(2021-04-19) Hughes The End Of The American Century

Sean Patrick Hughes: The End of the American Century. The invasion of Iraq is now near universally condemned. The war in Afghanistan, which is now on its fourth administration, is a punch line. America came as close to not having a peaceful transfer of power as it’s come since the Civil War. Blood and soil nationalism, “the drink of political losers” is alive and well in America in a way it’s never been in my lifetime. Our citizens stormed the Capitol (2021 Storming of the US Capitol) in hopes that a revolution would follow. The fall is upon us.

The fall, of course, is only as real as the notional pedestal anything so large and systemic as a country can be set upon. Which is to say not real at all.

It’s also possible to think about this differently. And not so pessimistically as my lead in implies. America did win the Cold War. We had a global adversary. And they collapsed. And we didn’t.

We’ll never know how much impact our past foreign policy of containment might have had on the Soviet Union. It’s a sort of religion to argue about it. Another perspective is simply that the U.S. model of liberal democracy open markets and free trade was simply more viable in a future of globalization and technologically advanced global supply chains.

The world was moving towards one of integrated competition. And a communist empire that could only integrate by annexing territory directly had no future. A liberal economic power that adapts to dominate global supply chains, that’s the one that had a chance. And that was us. Post 1978, it was also China.

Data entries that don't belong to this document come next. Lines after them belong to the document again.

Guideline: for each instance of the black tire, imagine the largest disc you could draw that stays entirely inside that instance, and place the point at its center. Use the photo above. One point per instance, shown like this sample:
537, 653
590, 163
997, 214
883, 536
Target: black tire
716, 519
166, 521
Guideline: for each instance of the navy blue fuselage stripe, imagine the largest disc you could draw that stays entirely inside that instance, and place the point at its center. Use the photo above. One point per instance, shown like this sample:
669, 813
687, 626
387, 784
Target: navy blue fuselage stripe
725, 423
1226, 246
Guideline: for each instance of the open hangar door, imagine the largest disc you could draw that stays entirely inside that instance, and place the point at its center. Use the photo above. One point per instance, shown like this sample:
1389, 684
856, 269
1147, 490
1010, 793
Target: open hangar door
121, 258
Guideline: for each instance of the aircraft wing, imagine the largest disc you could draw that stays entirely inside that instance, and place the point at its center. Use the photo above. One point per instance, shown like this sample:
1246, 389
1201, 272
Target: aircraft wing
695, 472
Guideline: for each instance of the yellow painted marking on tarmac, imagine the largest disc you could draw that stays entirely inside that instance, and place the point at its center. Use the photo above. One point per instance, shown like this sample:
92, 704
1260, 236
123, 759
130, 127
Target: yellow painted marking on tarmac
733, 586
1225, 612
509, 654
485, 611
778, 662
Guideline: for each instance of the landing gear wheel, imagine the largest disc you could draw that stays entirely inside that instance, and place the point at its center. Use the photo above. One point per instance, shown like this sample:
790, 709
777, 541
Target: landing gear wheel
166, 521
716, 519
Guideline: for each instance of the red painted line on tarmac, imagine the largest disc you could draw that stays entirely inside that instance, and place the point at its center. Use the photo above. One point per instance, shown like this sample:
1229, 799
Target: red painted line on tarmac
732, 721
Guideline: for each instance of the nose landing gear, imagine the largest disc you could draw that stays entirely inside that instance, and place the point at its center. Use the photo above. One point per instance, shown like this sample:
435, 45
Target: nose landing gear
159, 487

there was no Clinton doctrine. There was barely a Bill Clinton foreign policy, other than the president’s boundless confidence in globalization.

Into the gap we stumbled. A gap that would be filled with wars against non-state actors, economic crisis and irrefutable truth that nation building by force was a losing strategy. And then the eventual reckoning that none of the American people would wake up to the belief that the government of the United States of America or its foreign or domestic policy weren’t capable of doing anything to forward the interests of Americans. And then the Pandemic (COVID-19) ended the gap.

America affirmed it was a delusional place, incapable of absorbing any reality that could allow it to establish any sort of technocratic bureaucracy to adhere to a national pandemic response without lighting itself on fire. But it could still do that thing that it could always do; ship product. And we’re alive again.

The American Century has ended. Long live the American Century.